Other recent examples of how BMS systems can be attacked
BMS systems are considered operational technology (OT), and they differ from standard IT systems primarily because of the variety of devices, protocols and functionalities of the networks. BMS systems include embedded technologies that generate data, perform physical functions, and communicate using industry-specific OT protocols such as BACNet and LonWork. Given the BMS-specific protocols and the variety and multitudes of devices involved, the challenges of smart building security need to be addressed directly with security solutions designed specifically for those challenges. Below are a few examples of malicious attacks on BMS systems:
- Ransomware attacks can take control of critical systems, such as in the case of an hotel in Austria, where hotel residents were locked out of bedrooms.
- Denial of service attacks can overload smart building systems and disrupt critical systems, such as heating during cold winter days.
- Smart devices can be hacked to get access to the main IT systems of the entire company.
The unique challenges of smart building technology
The main distinction between BMS networks and other OT networks, such as those found in factories, is that smart buildings do not have a well-defined physical perimeter. Environments with BMS networks are characterized by a large number of visitors inside the physical perimeter. In an office building, hotel, apartment complex or even a hospital, hundreds or even thousands of guests might visit daily.
The definition of the access permissions constantly changes, increasing the possibility for breaches. It becomes overwhelmingly difficult to identify anomalous behavior. OT systems are generally spread all across a facility with many networking and access points, enabling various interfaces with the BMS network.
Another difficulty is comparing BMS networks to industrial control systems (ICS), and believing that smart building security can be controlled like ICS security. Quite the contrary: BMS networks are much more interconnected than ICS networks. Additionally, IoT devices are an important component of smart buildings and are less likely to be found in ICS systems.
Increasing control and visibility in BMS networks
To meet the security challenges of BMS networks, it is essential to have security systems that can discover every single device on a network, detect any rogue devices and detect activities that can endanger the operational stability of these critical devices.

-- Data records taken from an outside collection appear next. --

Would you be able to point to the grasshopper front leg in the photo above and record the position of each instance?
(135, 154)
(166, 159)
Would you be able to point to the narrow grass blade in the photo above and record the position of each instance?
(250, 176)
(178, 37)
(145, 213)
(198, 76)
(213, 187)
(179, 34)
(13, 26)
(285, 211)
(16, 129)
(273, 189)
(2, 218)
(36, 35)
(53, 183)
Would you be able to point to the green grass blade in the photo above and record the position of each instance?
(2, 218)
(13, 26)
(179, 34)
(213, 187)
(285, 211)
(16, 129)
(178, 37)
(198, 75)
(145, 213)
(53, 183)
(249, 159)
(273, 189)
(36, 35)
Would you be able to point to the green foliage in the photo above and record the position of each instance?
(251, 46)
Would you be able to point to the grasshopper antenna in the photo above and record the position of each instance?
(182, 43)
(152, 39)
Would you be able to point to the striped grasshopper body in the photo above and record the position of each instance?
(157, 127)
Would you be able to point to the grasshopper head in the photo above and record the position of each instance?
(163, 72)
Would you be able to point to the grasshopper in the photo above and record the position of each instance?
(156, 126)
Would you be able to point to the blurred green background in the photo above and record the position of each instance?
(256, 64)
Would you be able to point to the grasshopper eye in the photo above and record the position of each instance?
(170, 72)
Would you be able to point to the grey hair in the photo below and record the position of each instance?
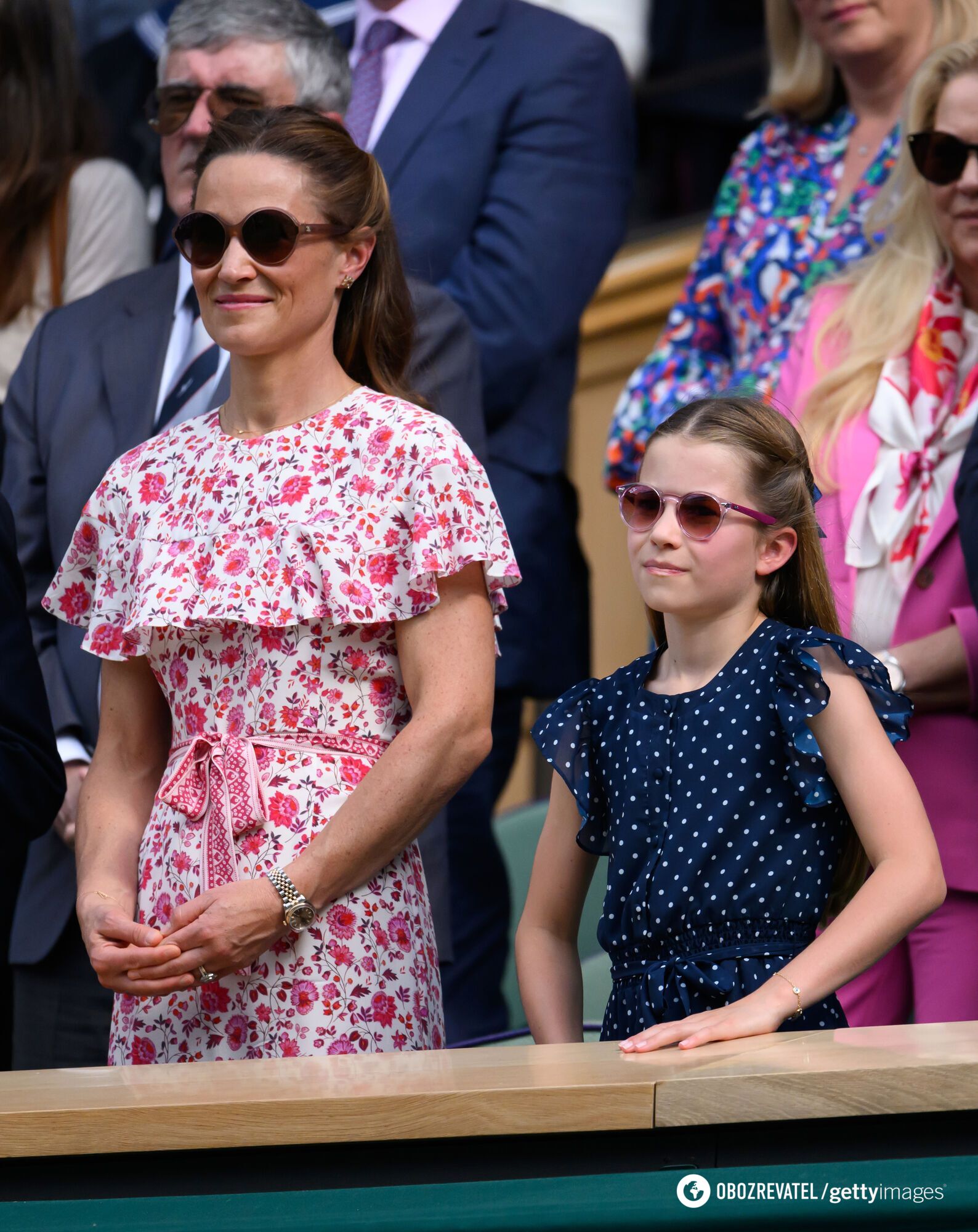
(316, 59)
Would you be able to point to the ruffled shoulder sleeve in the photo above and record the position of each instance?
(444, 519)
(568, 736)
(93, 587)
(801, 693)
(349, 521)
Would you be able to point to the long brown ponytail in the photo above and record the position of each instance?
(375, 325)
(799, 593)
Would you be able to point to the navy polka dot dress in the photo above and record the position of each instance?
(721, 825)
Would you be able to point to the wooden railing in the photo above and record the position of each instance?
(486, 1092)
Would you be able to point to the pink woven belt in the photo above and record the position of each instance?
(219, 782)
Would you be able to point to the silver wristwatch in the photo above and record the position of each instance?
(300, 912)
(897, 677)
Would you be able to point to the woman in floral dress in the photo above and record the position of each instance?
(294, 598)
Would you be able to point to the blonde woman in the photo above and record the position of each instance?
(885, 378)
(793, 208)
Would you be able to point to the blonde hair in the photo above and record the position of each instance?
(880, 315)
(800, 593)
(802, 79)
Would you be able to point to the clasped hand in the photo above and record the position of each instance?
(756, 1015)
(221, 931)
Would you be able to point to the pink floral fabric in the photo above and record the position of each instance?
(263, 580)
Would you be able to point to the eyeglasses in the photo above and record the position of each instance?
(169, 107)
(268, 236)
(939, 157)
(699, 514)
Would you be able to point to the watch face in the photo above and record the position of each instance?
(300, 917)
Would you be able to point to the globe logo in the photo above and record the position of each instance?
(693, 1189)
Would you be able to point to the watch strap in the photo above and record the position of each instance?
(288, 891)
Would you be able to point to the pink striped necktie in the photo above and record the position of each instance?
(369, 81)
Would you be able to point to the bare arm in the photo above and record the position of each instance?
(114, 810)
(905, 888)
(937, 671)
(548, 938)
(448, 665)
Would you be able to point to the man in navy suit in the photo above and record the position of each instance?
(506, 135)
(100, 376)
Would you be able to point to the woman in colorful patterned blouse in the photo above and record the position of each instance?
(294, 598)
(793, 206)
(885, 381)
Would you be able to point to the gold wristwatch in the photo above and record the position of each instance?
(300, 912)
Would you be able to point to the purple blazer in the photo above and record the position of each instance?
(943, 751)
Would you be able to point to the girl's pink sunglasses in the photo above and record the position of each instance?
(699, 514)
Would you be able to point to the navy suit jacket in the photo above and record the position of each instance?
(31, 773)
(509, 161)
(86, 392)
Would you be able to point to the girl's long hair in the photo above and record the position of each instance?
(375, 323)
(46, 130)
(880, 315)
(782, 485)
(802, 81)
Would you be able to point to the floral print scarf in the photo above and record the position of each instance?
(923, 412)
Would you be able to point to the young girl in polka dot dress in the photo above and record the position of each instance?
(737, 779)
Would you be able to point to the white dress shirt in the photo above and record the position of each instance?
(422, 22)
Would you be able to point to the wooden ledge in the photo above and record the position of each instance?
(561, 1088)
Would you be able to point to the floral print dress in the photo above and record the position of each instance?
(263, 578)
(775, 233)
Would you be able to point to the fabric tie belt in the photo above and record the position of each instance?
(701, 965)
(219, 782)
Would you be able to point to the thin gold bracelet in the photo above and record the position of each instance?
(798, 994)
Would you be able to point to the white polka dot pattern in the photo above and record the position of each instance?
(721, 824)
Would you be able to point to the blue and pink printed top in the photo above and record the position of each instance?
(774, 235)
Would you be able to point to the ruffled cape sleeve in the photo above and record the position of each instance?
(364, 543)
(801, 693)
(94, 583)
(568, 737)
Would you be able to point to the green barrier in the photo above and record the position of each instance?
(616, 1203)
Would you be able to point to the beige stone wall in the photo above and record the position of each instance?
(618, 333)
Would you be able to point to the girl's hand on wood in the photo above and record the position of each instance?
(757, 1015)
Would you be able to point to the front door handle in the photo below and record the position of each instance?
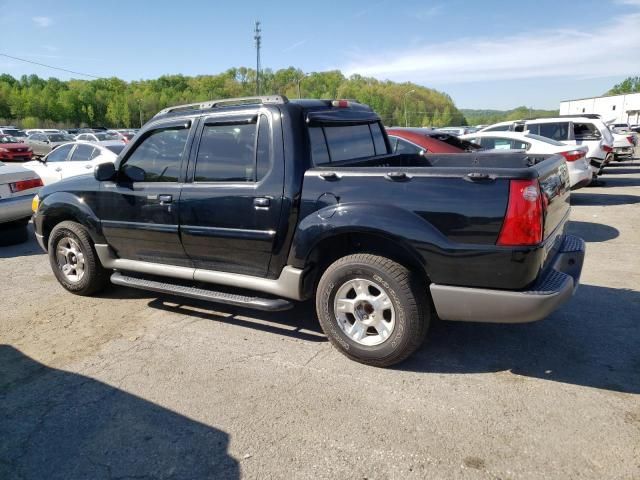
(261, 202)
(164, 199)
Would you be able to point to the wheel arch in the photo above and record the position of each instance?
(63, 206)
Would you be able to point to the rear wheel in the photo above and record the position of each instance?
(74, 260)
(373, 309)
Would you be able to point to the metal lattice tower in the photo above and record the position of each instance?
(258, 38)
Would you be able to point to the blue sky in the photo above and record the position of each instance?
(485, 54)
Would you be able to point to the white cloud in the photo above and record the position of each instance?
(609, 50)
(42, 21)
(427, 13)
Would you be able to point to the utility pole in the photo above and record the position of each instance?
(258, 38)
(406, 121)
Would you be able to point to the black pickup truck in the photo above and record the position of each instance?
(276, 201)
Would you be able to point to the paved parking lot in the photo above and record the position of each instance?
(130, 385)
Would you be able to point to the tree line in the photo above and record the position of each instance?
(31, 101)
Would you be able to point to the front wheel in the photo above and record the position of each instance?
(373, 309)
(74, 261)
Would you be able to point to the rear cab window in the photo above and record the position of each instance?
(331, 143)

By monitoring OT network traffic, behavior, and analyzing proprietary BMS protocols, such as LonWorks and BACNet, the idyllic solution quickly identifies and monitors every single device in any network. The solution also provides 100% monitoring of all traffic from all devices.
Security teams for BMS networks need to integrate a proven BMS security solution into each subsystem, such as access control and elevators on each floor of a building. Once they’re connected to the BMS network, the platform provides the visibility and monitoring capabilities required to gain control over their large-scale complex environments.
The core benefits of an ideal, scalable BMS network security solution should include:
- Discovery and inventory management of all the devices throughout the building or campus.
- A full, deep packet inspection support for proprietary protocols such as LonWorks and BACNet.
- A non-intrusive monitoring system with zero influence on the performance of the smart devices in the network.
- An adaptive, dynamic baseline that will learn about normative behavior and automatically detect any anomalies.
- As BMS architecture develops, the ability to adapt immediately to new configurations and devices should be automated.
- Should contain secure critical systems such as HVAC, elevators, surveillance and access control.
- Easy to use and operate for both OT staff and IT staff.
- Ability to seamlessly integrate BMS OT security into existing security controls.